By 9:28 a.m., the operation was done.
"With luck, she’ll be home tomorrow," he said.
That’s what happened, to Montgomery’s delight.
"The surgery was 100 percent successful," she said the next week.
Her recovery time was mild — she had headaches for the first two days, as expected, and sported a red spot under her nose.
"People are shocked when I say I had brain surgery," she said.
DOCTORS AND FLYING ACES
Montgomery praises Shahinian’s work, but the doctor sees much room for improvement.
"The surgeon is almost like a fighter pilot," Shahinian said, referring to his desire for instruments to let him see the space where he’s operating and aim in any direction.
But operating with existing endoscopes is like steering a jet by peeking through apeephole. The device doesn’t let surgeons easily look left or right and gives them only a 2-D view, a reason why Montgomery’s sinus cavity looked like a flat wall instead of a deep chamber.
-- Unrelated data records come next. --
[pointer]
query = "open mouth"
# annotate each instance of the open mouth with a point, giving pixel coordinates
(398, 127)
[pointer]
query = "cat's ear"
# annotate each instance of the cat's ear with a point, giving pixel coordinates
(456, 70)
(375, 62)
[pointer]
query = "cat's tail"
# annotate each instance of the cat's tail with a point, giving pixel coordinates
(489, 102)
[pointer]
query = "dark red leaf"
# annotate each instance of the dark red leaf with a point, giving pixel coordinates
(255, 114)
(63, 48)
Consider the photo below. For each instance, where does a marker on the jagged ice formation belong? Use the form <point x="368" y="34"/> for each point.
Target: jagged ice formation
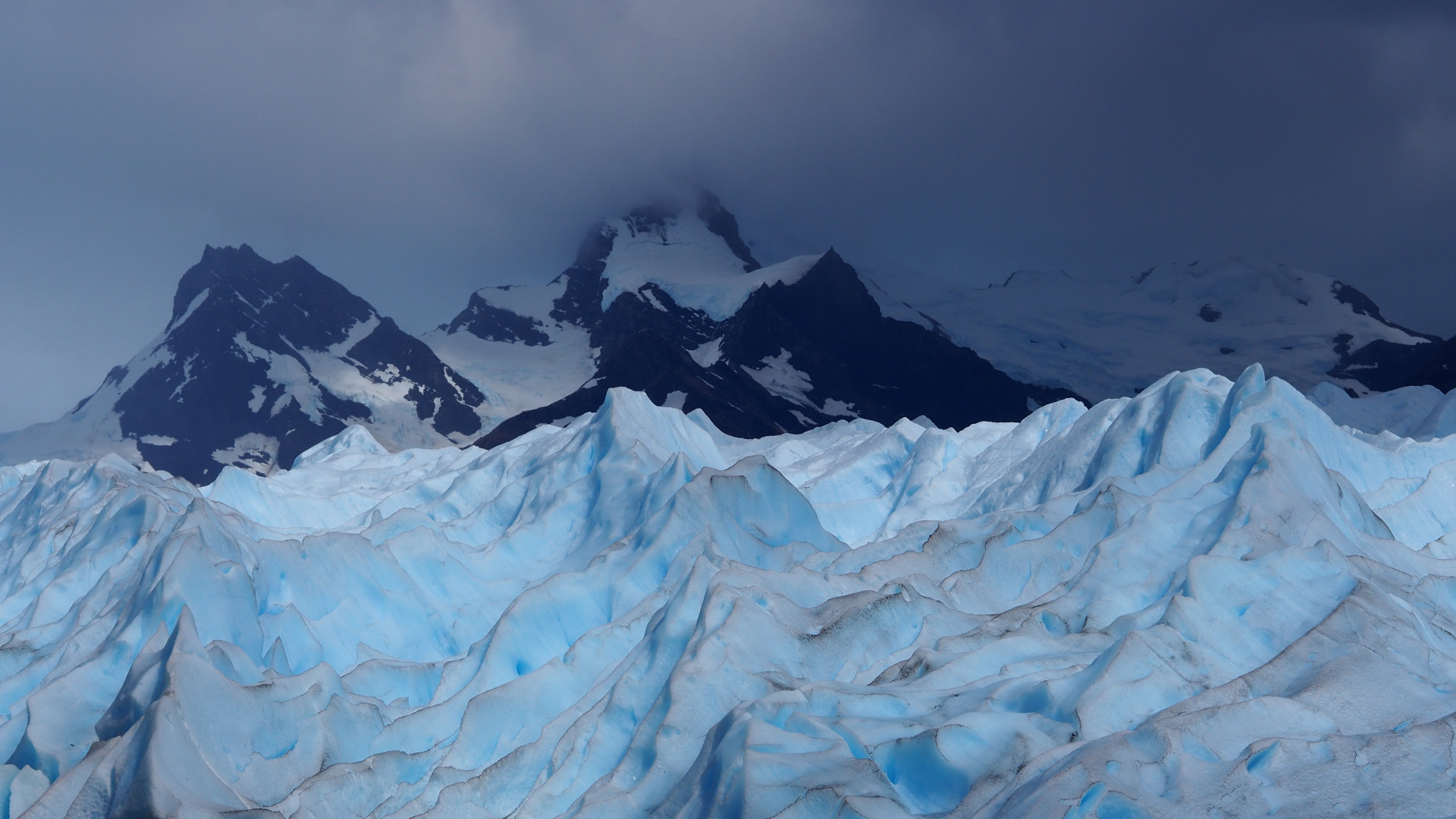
<point x="1204" y="601"/>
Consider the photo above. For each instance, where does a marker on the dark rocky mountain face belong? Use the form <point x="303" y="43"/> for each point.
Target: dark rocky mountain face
<point x="262" y="360"/>
<point x="794" y="356"/>
<point x="1383" y="365"/>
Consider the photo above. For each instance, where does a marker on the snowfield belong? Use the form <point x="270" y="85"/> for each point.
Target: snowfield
<point x="1204" y="601"/>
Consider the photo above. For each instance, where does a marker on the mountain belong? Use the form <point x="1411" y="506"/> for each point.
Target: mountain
<point x="259" y="362"/>
<point x="1103" y="338"/>
<point x="669" y="300"/>
<point x="1203" y="601"/>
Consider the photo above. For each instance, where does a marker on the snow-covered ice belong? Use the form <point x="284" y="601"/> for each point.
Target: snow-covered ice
<point x="1206" y="601"/>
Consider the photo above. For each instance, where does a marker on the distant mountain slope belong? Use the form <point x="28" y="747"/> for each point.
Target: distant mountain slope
<point x="1110" y="338"/>
<point x="259" y="362"/>
<point x="670" y="302"/>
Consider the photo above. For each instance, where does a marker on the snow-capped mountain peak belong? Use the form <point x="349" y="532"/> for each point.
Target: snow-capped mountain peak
<point x="669" y="300"/>
<point x="259" y="362"/>
<point x="1111" y="337"/>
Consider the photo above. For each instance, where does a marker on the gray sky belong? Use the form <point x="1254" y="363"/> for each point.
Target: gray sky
<point x="419" y="150"/>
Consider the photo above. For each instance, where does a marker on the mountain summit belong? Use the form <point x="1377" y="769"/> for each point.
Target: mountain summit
<point x="259" y="362"/>
<point x="669" y="300"/>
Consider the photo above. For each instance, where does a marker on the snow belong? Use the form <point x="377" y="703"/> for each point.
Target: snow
<point x="1109" y="338"/>
<point x="781" y="378"/>
<point x="516" y="376"/>
<point x="1207" y="599"/>
<point x="708" y="353"/>
<point x="692" y="264"/>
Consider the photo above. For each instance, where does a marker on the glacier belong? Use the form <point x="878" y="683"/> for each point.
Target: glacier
<point x="1209" y="599"/>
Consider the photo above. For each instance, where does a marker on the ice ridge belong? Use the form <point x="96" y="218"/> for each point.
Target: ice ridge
<point x="1207" y="599"/>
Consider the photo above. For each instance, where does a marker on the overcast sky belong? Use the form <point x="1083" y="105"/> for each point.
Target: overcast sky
<point x="419" y="150"/>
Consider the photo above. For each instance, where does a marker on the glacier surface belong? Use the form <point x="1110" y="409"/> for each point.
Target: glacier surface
<point x="1204" y="601"/>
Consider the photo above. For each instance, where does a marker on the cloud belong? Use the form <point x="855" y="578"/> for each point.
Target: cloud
<point x="419" y="150"/>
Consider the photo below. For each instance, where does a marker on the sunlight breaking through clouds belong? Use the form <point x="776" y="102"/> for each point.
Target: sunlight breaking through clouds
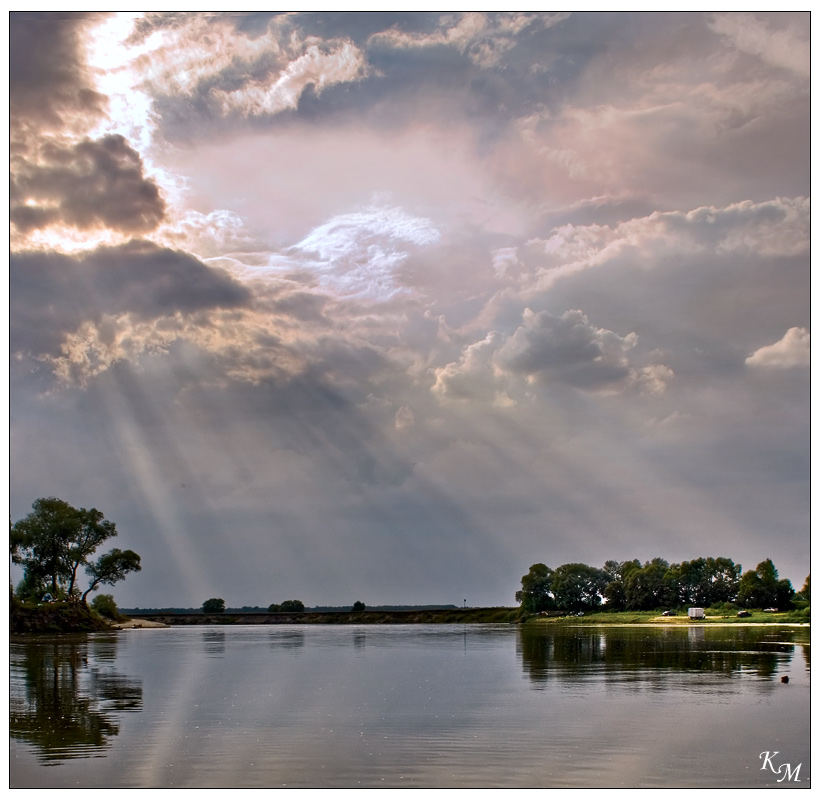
<point x="397" y="304"/>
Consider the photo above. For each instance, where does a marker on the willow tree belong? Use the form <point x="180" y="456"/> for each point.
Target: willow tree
<point x="56" y="540"/>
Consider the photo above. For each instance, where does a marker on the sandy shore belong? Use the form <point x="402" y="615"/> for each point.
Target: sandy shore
<point x="139" y="623"/>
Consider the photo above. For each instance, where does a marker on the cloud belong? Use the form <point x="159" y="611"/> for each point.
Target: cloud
<point x="49" y="83"/>
<point x="567" y="349"/>
<point x="54" y="295"/>
<point x="772" y="228"/>
<point x="787" y="48"/>
<point x="208" y="58"/>
<point x="544" y="350"/>
<point x="484" y="38"/>
<point x="282" y="90"/>
<point x="360" y="254"/>
<point x="793" y="350"/>
<point x="87" y="185"/>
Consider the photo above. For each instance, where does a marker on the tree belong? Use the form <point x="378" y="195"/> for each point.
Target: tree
<point x="105" y="606"/>
<point x="216" y="605"/>
<point x="578" y="586"/>
<point x="646" y="588"/>
<point x="536" y="589"/>
<point x="56" y="540"/>
<point x="111" y="568"/>
<point x="761" y="587"/>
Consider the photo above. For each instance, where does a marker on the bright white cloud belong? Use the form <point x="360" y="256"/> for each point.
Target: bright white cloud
<point x="359" y="254"/>
<point x="282" y="90"/>
<point x="793" y="350"/>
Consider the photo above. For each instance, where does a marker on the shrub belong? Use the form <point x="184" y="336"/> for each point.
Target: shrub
<point x="216" y="605"/>
<point x="105" y="606"/>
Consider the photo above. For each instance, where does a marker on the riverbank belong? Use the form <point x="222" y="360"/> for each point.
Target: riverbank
<point x="790" y="618"/>
<point x="54" y="618"/>
<point x="414" y="617"/>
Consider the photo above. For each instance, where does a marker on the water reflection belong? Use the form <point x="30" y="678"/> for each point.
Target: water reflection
<point x="214" y="642"/>
<point x="287" y="640"/>
<point x="64" y="698"/>
<point x="576" y="654"/>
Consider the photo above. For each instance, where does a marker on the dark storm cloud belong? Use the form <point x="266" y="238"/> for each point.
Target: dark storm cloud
<point x="567" y="348"/>
<point x="91" y="184"/>
<point x="48" y="80"/>
<point x="51" y="293"/>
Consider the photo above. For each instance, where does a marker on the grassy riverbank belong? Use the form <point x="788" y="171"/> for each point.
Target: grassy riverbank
<point x="713" y="617"/>
<point x="54" y="618"/>
<point x="74" y="617"/>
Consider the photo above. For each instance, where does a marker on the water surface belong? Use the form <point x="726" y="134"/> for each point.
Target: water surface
<point x="412" y="706"/>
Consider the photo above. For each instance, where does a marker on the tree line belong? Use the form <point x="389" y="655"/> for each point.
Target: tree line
<point x="633" y="586"/>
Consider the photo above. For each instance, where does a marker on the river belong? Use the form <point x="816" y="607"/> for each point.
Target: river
<point x="412" y="706"/>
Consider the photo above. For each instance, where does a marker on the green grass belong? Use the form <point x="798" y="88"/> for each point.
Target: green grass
<point x="53" y="618"/>
<point x="713" y="616"/>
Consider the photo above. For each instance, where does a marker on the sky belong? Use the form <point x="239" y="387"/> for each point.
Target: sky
<point x="390" y="306"/>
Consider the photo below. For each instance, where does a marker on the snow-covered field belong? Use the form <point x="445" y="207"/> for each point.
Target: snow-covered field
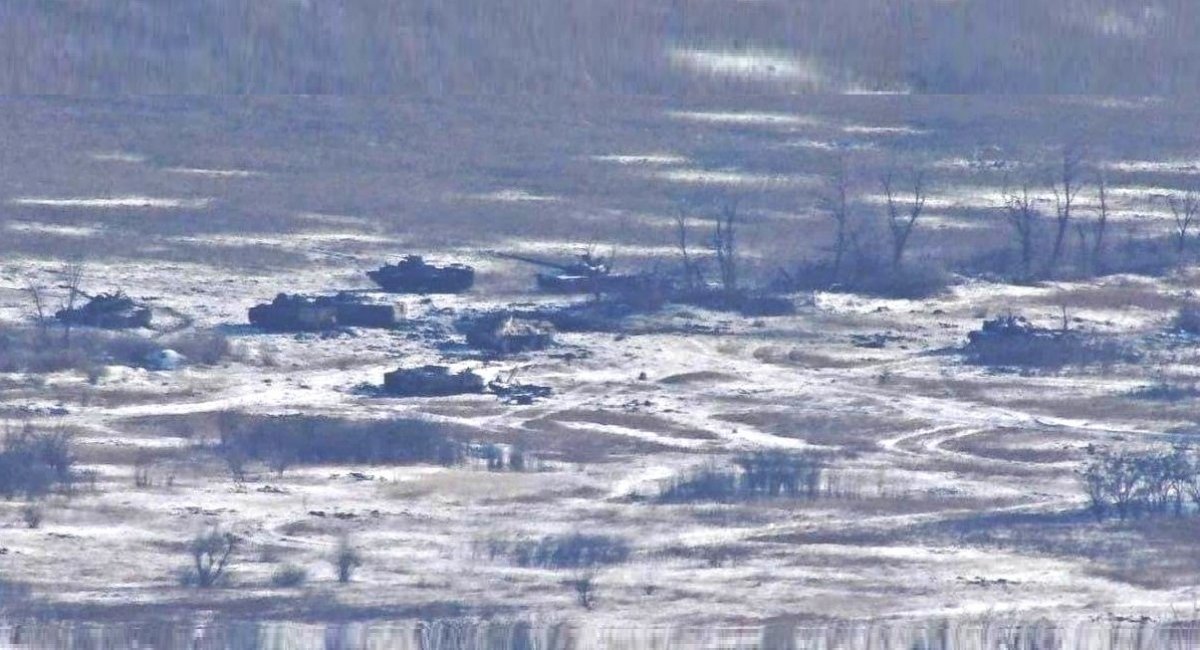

To solve those problems, Shahinian has contracted with JPL. So far he has paid them $1.3 million to analyze the task and start work on a 3-D endoscope that can look around corners.
The design should be done in late 2009 or 2010, with a prototype ready a year later, said Harish Manohara, technical group supervisor for JPL’s Nano and Microsystems Group.
The technology will help both in the operating room and on NASA missions, he said. Shahinian looks forward to being able to look at the back side of a tumor during an operation. Manohara is looking forward to a Mars Rover that uses a tiny camera to peer into cracks in rocks or perches on a
Martian ledge and uses the camera to look down the cliff face.
"Nothing can do that right now," he said.